DIEP flaps in Women with Abdominal Scars: A Comparison of Complication Rates between Different Abdominal Incisions
Andres Doval, MD1, Lauren Daly, MD2, Bernard Lee, MD, MPH, MBA, FACS1, Arriyan S. Dowlatshahi, MD1.
1Beth Israel Deaconess Medical Center, Boston, MA, USA, 2University of Massachusetts, Worcester, MA, USA.
PURPOSE: There are still concerns that abdominal surgery can compromise an abdominally based perforator flap in microsurgical breast reconstruction. With this study, we take a closer look at the effect of prior abdominal incisions on Deep Inferior Epigastric Artery Perforator (DIEP) flap and donor site complications, with a particular focus on the different types of incisions and their influence on surgical outcomes.
METHODS: A retrospective case-control study was conducted over a 6-year period. 544 consecutive DIEP flaps were divided into a control group without previous abdominal surgery, and an incision group with previous abdominal surgery. A comparison between both groups was made in terms of flap and donor site complications, followed a sub-group analysis based on the type of abdominal incision.

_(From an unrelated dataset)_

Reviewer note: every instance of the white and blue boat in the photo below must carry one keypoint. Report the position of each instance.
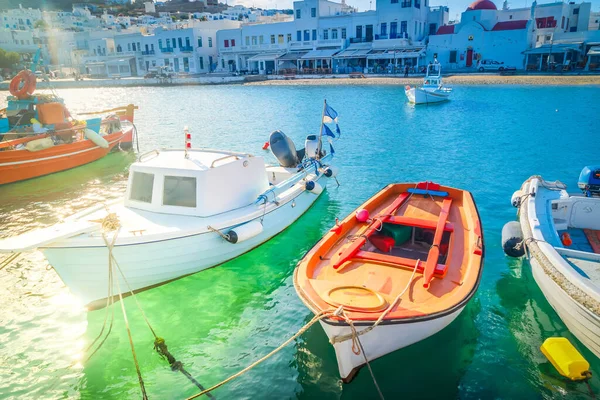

RESULTS: 223 flaps were included in the incision group and 321 in the control group. There were no significant differences between groups in terms of age, flap weight, smoking history, prior radiation history and comorbidities. We found a higher BMI in the incision group (p=0.01). There were no significant differences between the control group and the incision group in terms of flap complications (complete flap loss, partial flap loss and fat necrosis). However, donor site complications, specifically wound separation was found to occur at a higher incidence in the incision group (p=0.0001). In the sub-group analysis, patients with a low transverse incision had higher rates of fat necrosis (8.0% vs 23% p=0.0001) and donor site wound separation (9.0% vs 23% p=0.002). No statistically significant differences were found between patients in the control group and those with laparoscopic incisions on the one hand, and those with a combination of laparoscopic and low transverse incision on the other.
CONCLUSION: The results from this large series of consecutive DIEP flaps from our institution confirms that autologous breast reconstruction with a DIEP flap can be safety performed in patients who have had previous abdominal surgeries; however, patients must be made aware of the increased risk of donor site complications.